En Puebla, existe una clara necesidad de fortalecer y promover una auténtica cultura de la filantropía. No como un acto asistencialista mal entendido, sino como una acción social estratégica que impulse un desarrollo integral, justo y sostenible para nuestro estado. La filantropía debe trascender la visión simplista de “ayudar a los pobres”; porque consiste en el compromiso voluntario de las empresas para destinar recursos económicos, humanos o técnicos a iniciativas que beneficien a la sociedad, más allá de sus obligaciones legales o comerciales.

Porque a diferencia de la Responsabilidad Social Empresarial (RSE), que se integra al modelo de negocio, la filantropía suele ser un apoyo adicional dirigido a causas sociales, educativas, ambientales o culturales. La filantropía empresarial tiene en su esencia características como la voluntariedad que surge de la convicción ética de la empresa o sus líderes, debe proponer un enfoque y alcance estratégico ya sea asistencial o transformador, también fortalece la reputación y la vinculación con la comunidad.

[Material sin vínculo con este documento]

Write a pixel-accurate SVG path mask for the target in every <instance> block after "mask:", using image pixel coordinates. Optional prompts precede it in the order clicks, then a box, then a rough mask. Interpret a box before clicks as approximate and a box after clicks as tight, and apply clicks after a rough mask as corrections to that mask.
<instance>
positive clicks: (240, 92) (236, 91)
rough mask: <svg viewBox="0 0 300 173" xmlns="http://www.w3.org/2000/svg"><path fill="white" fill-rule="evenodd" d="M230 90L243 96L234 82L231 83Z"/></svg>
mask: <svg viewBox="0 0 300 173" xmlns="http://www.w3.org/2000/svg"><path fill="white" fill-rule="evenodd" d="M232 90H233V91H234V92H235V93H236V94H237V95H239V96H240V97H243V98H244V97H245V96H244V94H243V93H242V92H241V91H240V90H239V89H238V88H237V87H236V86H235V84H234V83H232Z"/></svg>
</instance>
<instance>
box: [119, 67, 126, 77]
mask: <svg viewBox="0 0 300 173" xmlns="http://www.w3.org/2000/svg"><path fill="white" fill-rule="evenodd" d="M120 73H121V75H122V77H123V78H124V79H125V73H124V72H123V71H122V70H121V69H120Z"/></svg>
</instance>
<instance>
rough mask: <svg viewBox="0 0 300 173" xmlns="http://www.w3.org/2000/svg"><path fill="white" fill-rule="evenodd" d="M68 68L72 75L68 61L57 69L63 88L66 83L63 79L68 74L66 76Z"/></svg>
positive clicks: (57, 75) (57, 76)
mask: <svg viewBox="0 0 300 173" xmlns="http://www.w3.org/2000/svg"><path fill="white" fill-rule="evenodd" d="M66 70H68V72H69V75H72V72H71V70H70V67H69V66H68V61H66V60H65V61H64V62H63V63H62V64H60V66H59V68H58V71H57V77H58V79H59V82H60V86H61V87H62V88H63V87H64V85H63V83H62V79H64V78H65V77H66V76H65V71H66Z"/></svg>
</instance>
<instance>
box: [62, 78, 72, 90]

Y en la práctica puede verse en donativos a fundaciones y a ONGs; becas para estudiantes en situación vulnerable, apoyo a proyectos de infraestructura comunitaria (escuelas, hospitales) y en patrocinios de programas culturales o deportivos. En contextos como Puebla, donde persisten desigualdades, de acuerdo al INEGI (2024) el 62.4% de la población se ubica en situación de pobreza colocando a nuestro estado como el tercero en este rubro, y CONEVAL reporta que el 54% de poblanos reporta alguna carencia social.
Entonces la filantropía empresarial es un necesario catalizador del desarrollo, evitando el paternalismo y respetando la autonomía de las comunidades, alineando las acciones con los objetivos de Desarrollo sostenible y que promueva la articulación entre el sector privado, el gobierno y la sociedad civil. Debe entenderse como un compromiso colectivo que, bajo los principios de solidaridad y subsidiariedad, active mecanismos legítimos para apoyar a quienes más lo necesitan hacia el bien común.
Porque no se trata de dar por dar, sino de capacitar, acompañar y generar oportunidades que permitan a las personas y comunidades alcanzar su pleno potencial. Como empresarios, nuestra primera vocación es, sin duda, la económica, sin embargo, esto no nos exenta de nuestra responsabilidad de ser agentes de cambio positivo.
Ser una empresa solidaria implica actuar con respeto y responsabilidad ante todos los grupos con los que se interactúa como son sus colaboradores, clientes, accionistas, proveedores, comunidad y los diferentes niveles degobierno.
La verdadera filantropía está íntimamente ligada al bien común, entendida como una decisión consciente de generar acciones que mejoren las condiciones de vida, promuevan la equidad y construyan entornos donde cada persona pueda desarrollarse con dignidad. Esto no solo beneficia a los más vulnerables, sino que fortalece el tejido social y económico de todo el estado, porque en un marco de igualdad y justicia todos podemos ser mejores. Por ello, hago un llamado muy puntual a mis colegas empresarios y a las empresas poblanas a sumarse a esta visión. Invito a que se sumen a la filantropía y a la Responsabilidad Social Empresarial como pilares de su operación, no por obligación, sino por convicción.
Aprovecho para felicitar a Monseñor Víctor Sánchez Espinosa y a nuestros amigos de Cáritas y del Club Rotario Puebla Industrial, porque su esfuerzo ha dado frutos para el apoyo a las personas más vulnerables con la inauguración del Centro de Diagnóstico “Sara Ingrid Ruiz Dorantes” logrando que la salud pueda estar al alcance de todos. La filantropía empresarial no sustituye las obligaciones del Estado, ni la RSE, pero es una herramienta poderosa para construir bien común, y debe practicarse con solidaridad, subsidiariedad y visión estratégica, invitando a más empresas a sumarse desde sus capacidades. El momento es ahora. La filantropía bien entendida no es caridad, es justicia social en acción.